Between 1851 and 1891 the census asked if children were scholars (later if they were at school – same thing). After this is must have been assumed that children were at school. The answers are interesting.

First graph shows the actual numbers of scholars in one year (1871) showing how the number at home (orange) decreases as the number of ‘scholars’ i.e. at school (blue), increases and then the number working (green) takes off – as young as 8 in this case.

Because the numbers actually fluctuate considerably (sample sizes are quite low) it is more instructive to look at percentages for each age range. This is done for each of the five available years below.

Between 1851 and 1871, around 40% of children under 14 attended school.
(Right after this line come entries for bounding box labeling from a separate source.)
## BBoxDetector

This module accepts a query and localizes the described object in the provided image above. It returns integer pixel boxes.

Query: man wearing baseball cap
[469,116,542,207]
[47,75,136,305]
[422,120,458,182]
This equates to about 70% of children between 6 and 12. Despite this a lot of children still were not attending school.

The 1870 education act required all children from 6 to 12 to attend school. Initially the effect in Seaton Ross was dramatic.

In 1881, the proportion of children aged 6-12 attending school hit 92%, but in 1891 this had fallen off to to 83%. Still impressive!

The most astonishing thing is the sheer number of children initially in a school in an old, thatched, single-storey building. Between 1851 and 1881 there were around a hundred children aged 2-16 in small buildings, being taught by only a couple of teachers with some assistance.

At least from 1858, a purpose-built school was built which was more suitable to accommodate the numbers. This picture is from the end of the 19th century.